Bu bağlamda değerlendirildiğinde, Şansölye Merz'in açıklamaları endişe vericidir. Yabancıları toplumsal sorunların nedeni olarak genel bir şekilde göstermek, klasik bir "toplumu manipülasyon" dur. Bu söylem, eleştirel düşünce ve evrensel insanlık temeline dayanan Almanya'nın akıl ve aydınlanma mirasıyla çelişmektedir. Bu retoriğin hedefleri şunlardır:
Basit bir günah keçisi yaratmak: Konut sıkıntısı, işsizlik veya sosyal eşitsizlik gibi karmaşık sorunlar bir "yabancı sorunu"na indirgenir. Bu, dikkati dağıtır ve gerçek çözümleri engeller.
Yapay bir "Biz" duygusu yaratmak: Kendi politik tabanını "gerçek Almanlar" veya "halk" olarak tanımlamak, yabancıları ve onları destekleyenleri dışlar. Bu, politik destek pekiştirmeye hizmet eder ve toplumu böler...

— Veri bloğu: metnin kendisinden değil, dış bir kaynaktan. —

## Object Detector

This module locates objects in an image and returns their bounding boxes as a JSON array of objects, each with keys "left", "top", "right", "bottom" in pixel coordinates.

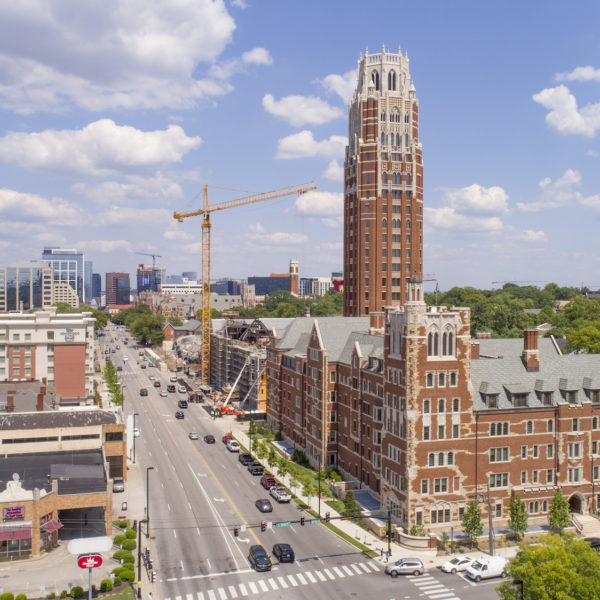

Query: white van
[{"left": 466, "top": 556, "right": 508, "bottom": 581}]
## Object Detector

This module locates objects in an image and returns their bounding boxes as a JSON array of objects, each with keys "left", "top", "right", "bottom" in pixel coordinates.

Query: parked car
[
  {"left": 227, "top": 440, "right": 240, "bottom": 452},
  {"left": 385, "top": 558, "right": 425, "bottom": 577},
  {"left": 248, "top": 545, "right": 271, "bottom": 571},
  {"left": 269, "top": 485, "right": 292, "bottom": 502},
  {"left": 273, "top": 544, "right": 296, "bottom": 562},
  {"left": 260, "top": 473, "right": 277, "bottom": 490},
  {"left": 254, "top": 498, "right": 273, "bottom": 512},
  {"left": 466, "top": 556, "right": 508, "bottom": 582},
  {"left": 238, "top": 453, "right": 254, "bottom": 467},
  {"left": 442, "top": 556, "right": 473, "bottom": 573}
]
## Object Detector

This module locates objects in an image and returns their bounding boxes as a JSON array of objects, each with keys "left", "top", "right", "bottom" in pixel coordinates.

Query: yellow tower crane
[{"left": 173, "top": 181, "right": 317, "bottom": 385}]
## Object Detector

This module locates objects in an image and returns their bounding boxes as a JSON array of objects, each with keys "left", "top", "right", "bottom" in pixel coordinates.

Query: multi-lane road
[{"left": 102, "top": 326, "right": 498, "bottom": 600}]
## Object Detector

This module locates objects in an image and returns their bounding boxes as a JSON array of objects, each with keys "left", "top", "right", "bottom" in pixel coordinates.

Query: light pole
[
  {"left": 133, "top": 413, "right": 140, "bottom": 465},
  {"left": 146, "top": 467, "right": 154, "bottom": 538}
]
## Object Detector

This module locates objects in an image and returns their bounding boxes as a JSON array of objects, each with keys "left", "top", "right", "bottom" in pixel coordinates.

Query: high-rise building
[
  {"left": 137, "top": 265, "right": 166, "bottom": 294},
  {"left": 0, "top": 262, "right": 54, "bottom": 312},
  {"left": 344, "top": 47, "right": 423, "bottom": 316},
  {"left": 106, "top": 273, "right": 131, "bottom": 306},
  {"left": 42, "top": 247, "right": 92, "bottom": 304}
]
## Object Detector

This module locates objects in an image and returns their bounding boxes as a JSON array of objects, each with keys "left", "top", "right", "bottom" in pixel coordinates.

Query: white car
[
  {"left": 269, "top": 485, "right": 292, "bottom": 502},
  {"left": 442, "top": 556, "right": 473, "bottom": 573},
  {"left": 227, "top": 440, "right": 240, "bottom": 452}
]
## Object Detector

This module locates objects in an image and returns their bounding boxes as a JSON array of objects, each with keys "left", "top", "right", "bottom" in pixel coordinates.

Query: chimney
[
  {"left": 521, "top": 329, "right": 540, "bottom": 373},
  {"left": 369, "top": 311, "right": 385, "bottom": 335}
]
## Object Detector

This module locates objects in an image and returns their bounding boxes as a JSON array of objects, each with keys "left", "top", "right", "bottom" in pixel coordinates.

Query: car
[
  {"left": 248, "top": 544, "right": 271, "bottom": 571},
  {"left": 273, "top": 544, "right": 296, "bottom": 562},
  {"left": 441, "top": 556, "right": 473, "bottom": 574},
  {"left": 269, "top": 485, "right": 292, "bottom": 502},
  {"left": 238, "top": 453, "right": 254, "bottom": 467},
  {"left": 254, "top": 498, "right": 273, "bottom": 512},
  {"left": 260, "top": 476, "right": 277, "bottom": 490},
  {"left": 113, "top": 477, "right": 125, "bottom": 492},
  {"left": 227, "top": 440, "right": 240, "bottom": 452},
  {"left": 385, "top": 558, "right": 425, "bottom": 577},
  {"left": 248, "top": 461, "right": 265, "bottom": 475}
]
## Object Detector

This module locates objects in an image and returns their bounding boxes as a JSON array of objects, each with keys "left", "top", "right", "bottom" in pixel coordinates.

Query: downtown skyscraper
[{"left": 344, "top": 47, "right": 423, "bottom": 316}]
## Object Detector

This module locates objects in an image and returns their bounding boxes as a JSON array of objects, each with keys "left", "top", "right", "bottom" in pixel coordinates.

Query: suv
[
  {"left": 385, "top": 558, "right": 425, "bottom": 577},
  {"left": 248, "top": 545, "right": 271, "bottom": 571}
]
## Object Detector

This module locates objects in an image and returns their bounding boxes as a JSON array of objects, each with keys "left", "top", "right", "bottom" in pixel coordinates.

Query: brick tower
[{"left": 344, "top": 47, "right": 423, "bottom": 316}]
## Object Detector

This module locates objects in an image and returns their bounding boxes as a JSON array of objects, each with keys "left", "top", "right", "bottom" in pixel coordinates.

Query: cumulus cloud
[
  {"left": 322, "top": 159, "right": 344, "bottom": 181},
  {"left": 276, "top": 129, "right": 348, "bottom": 159},
  {"left": 533, "top": 85, "right": 600, "bottom": 137},
  {"left": 0, "top": 0, "right": 235, "bottom": 113},
  {"left": 0, "top": 119, "right": 202, "bottom": 176},
  {"left": 242, "top": 47, "right": 273, "bottom": 65},
  {"left": 263, "top": 94, "right": 344, "bottom": 127},
  {"left": 321, "top": 69, "right": 356, "bottom": 104},
  {"left": 555, "top": 66, "right": 600, "bottom": 82}
]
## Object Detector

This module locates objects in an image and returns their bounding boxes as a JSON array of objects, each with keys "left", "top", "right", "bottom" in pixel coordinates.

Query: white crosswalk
[{"left": 165, "top": 561, "right": 380, "bottom": 600}]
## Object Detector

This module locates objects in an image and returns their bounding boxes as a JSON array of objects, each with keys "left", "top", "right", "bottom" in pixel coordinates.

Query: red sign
[{"left": 77, "top": 554, "right": 102, "bottom": 569}]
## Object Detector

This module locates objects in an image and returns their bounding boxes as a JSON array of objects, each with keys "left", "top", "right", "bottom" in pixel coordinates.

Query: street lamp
[
  {"left": 146, "top": 467, "right": 154, "bottom": 538},
  {"left": 133, "top": 413, "right": 140, "bottom": 465}
]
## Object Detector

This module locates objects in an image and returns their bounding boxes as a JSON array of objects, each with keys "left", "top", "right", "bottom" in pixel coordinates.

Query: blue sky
[{"left": 0, "top": 0, "right": 600, "bottom": 289}]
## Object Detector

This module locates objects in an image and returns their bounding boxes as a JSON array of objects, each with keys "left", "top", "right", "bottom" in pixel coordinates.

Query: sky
[{"left": 0, "top": 0, "right": 600, "bottom": 290}]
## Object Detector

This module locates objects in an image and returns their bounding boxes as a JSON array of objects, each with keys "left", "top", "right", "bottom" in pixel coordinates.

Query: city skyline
[{"left": 0, "top": 0, "right": 600, "bottom": 289}]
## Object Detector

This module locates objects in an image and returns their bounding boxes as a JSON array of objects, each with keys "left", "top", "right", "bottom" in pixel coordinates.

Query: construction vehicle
[{"left": 173, "top": 181, "right": 317, "bottom": 385}]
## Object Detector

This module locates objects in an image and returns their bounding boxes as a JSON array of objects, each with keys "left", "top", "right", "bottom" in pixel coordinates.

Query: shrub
[{"left": 123, "top": 540, "right": 137, "bottom": 550}]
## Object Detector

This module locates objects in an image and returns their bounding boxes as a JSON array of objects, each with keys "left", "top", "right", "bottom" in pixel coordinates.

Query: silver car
[{"left": 385, "top": 558, "right": 425, "bottom": 577}]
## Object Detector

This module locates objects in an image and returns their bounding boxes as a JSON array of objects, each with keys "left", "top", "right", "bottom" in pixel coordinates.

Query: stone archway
[{"left": 569, "top": 492, "right": 585, "bottom": 515}]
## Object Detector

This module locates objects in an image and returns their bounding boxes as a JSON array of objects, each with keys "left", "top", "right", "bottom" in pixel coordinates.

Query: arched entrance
[{"left": 569, "top": 493, "right": 585, "bottom": 515}]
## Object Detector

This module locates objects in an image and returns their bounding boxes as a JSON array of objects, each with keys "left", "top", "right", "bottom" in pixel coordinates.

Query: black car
[
  {"left": 273, "top": 544, "right": 296, "bottom": 562},
  {"left": 238, "top": 454, "right": 254, "bottom": 467},
  {"left": 248, "top": 545, "right": 271, "bottom": 571}
]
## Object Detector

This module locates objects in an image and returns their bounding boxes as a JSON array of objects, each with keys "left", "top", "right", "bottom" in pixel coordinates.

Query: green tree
[
  {"left": 548, "top": 492, "right": 571, "bottom": 533},
  {"left": 497, "top": 534, "right": 600, "bottom": 600},
  {"left": 462, "top": 500, "right": 483, "bottom": 545},
  {"left": 508, "top": 494, "right": 527, "bottom": 538}
]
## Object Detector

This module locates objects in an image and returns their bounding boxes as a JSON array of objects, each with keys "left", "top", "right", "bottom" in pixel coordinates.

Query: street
[{"left": 105, "top": 333, "right": 498, "bottom": 600}]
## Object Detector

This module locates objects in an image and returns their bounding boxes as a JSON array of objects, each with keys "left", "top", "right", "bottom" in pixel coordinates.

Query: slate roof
[
  {"left": 0, "top": 409, "right": 117, "bottom": 431},
  {"left": 471, "top": 338, "right": 600, "bottom": 410}
]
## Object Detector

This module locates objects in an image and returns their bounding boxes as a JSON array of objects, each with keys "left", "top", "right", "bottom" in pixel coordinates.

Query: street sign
[{"left": 77, "top": 554, "right": 102, "bottom": 569}]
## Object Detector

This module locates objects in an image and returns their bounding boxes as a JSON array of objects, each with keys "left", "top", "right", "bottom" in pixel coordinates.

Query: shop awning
[
  {"left": 40, "top": 519, "right": 62, "bottom": 533},
  {"left": 0, "top": 527, "right": 31, "bottom": 542}
]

Eleştirel düşünceyi bastırmak: "Halkımız tehdit altında" diye inananlar, rasyonel yerine duygusal tepki verir. Korku aklı felç eder – Tam da Bonhoeffer'ın "aptallık tohumu" dediği şeyin filizlendiği yer burasıdır: devre dışı bırakılan akıl...

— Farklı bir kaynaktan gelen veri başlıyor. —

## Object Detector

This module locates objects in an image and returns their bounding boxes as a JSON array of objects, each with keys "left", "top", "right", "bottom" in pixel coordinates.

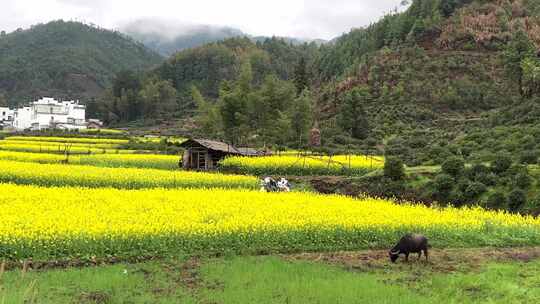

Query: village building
[
  {"left": 0, "top": 107, "right": 14, "bottom": 127},
  {"left": 86, "top": 119, "right": 103, "bottom": 130},
  {"left": 10, "top": 98, "right": 87, "bottom": 130},
  {"left": 180, "top": 139, "right": 266, "bottom": 171}
]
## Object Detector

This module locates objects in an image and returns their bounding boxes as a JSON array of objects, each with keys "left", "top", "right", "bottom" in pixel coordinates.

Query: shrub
[
  {"left": 508, "top": 189, "right": 527, "bottom": 212},
  {"left": 475, "top": 172, "right": 498, "bottom": 186},
  {"left": 487, "top": 191, "right": 507, "bottom": 210},
  {"left": 491, "top": 154, "right": 512, "bottom": 174},
  {"left": 433, "top": 174, "right": 454, "bottom": 194},
  {"left": 463, "top": 182, "right": 487, "bottom": 201},
  {"left": 441, "top": 157, "right": 465, "bottom": 177},
  {"left": 524, "top": 194, "right": 540, "bottom": 216},
  {"left": 384, "top": 157, "right": 405, "bottom": 180},
  {"left": 467, "top": 164, "right": 490, "bottom": 180},
  {"left": 519, "top": 150, "right": 538, "bottom": 164},
  {"left": 514, "top": 172, "right": 532, "bottom": 190}
]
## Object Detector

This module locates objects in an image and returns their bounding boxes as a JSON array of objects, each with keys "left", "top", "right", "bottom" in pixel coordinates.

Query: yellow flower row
[
  {"left": 0, "top": 151, "right": 179, "bottom": 170},
  {"left": 0, "top": 138, "right": 120, "bottom": 149},
  {"left": 0, "top": 184, "right": 540, "bottom": 258},
  {"left": 0, "top": 161, "right": 259, "bottom": 189},
  {"left": 0, "top": 141, "right": 136, "bottom": 154},
  {"left": 221, "top": 155, "right": 384, "bottom": 175},
  {"left": 8, "top": 136, "right": 129, "bottom": 144}
]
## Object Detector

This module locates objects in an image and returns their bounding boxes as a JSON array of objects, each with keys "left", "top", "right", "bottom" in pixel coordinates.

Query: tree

Gelişmiş Bir Toplumun Manipülasyon Tehlikesi...
Tarih gösteriyor ki, en eğitimli ve kültürlü toplumlar bile popülist söylemlerle manipüle edilebilir. Düşünürleri, bilim insanları ve şairleriyle dünyayı zenginleştirmiş Almanya bir istisna değildir. Basit düşman imgeleri yaratılıp korkular körüklendiğinde, aydınlanmış bir toplum bile eleştirel sorgulama yeteneğini kaybeder. Adım adım, aklın ve insanlığın arka plana itildiği, ahlaken yıpranmış bir toplum ortaya çıkar. Bu yöntemler yeni değil – daha ince, daha hızlı, daha süslü olabilirler, ancak sonuç benzer kalır: Demokratik ve entelektüel değerlerini tehlikeye atan, bölünmüş bir toplum...
Sonuç: Akıl, Ahlak ve Sorumluluk...
Bonhoeffer şöyle der: Aptallığa karşı entelekt zeka değil, ahlaki cesaret ve eleştirel düşüncenin beslenmesi yardım eder. Almanya'nın entelektüel geleneği – Leibniz'in mantığından Kant'ın etiğine, Goethe'nin hümanizmine kadar – Bu aklı korumamızı gerektirir...
Politikacılara: Demokratik temelleri ve aydınlanma mirasını kısa vadeli oylar uğruna tehlikeye atmayın. Almanya'nın gücü sadece ekonomi rakamlarında değil, aynı zamanda şu taahhütte yatar: Bir daha asla bölünme ve dışlanma yaşanmayacak. Bu taahhüdün boş bir laf olarak kalmasına izin vermeyin...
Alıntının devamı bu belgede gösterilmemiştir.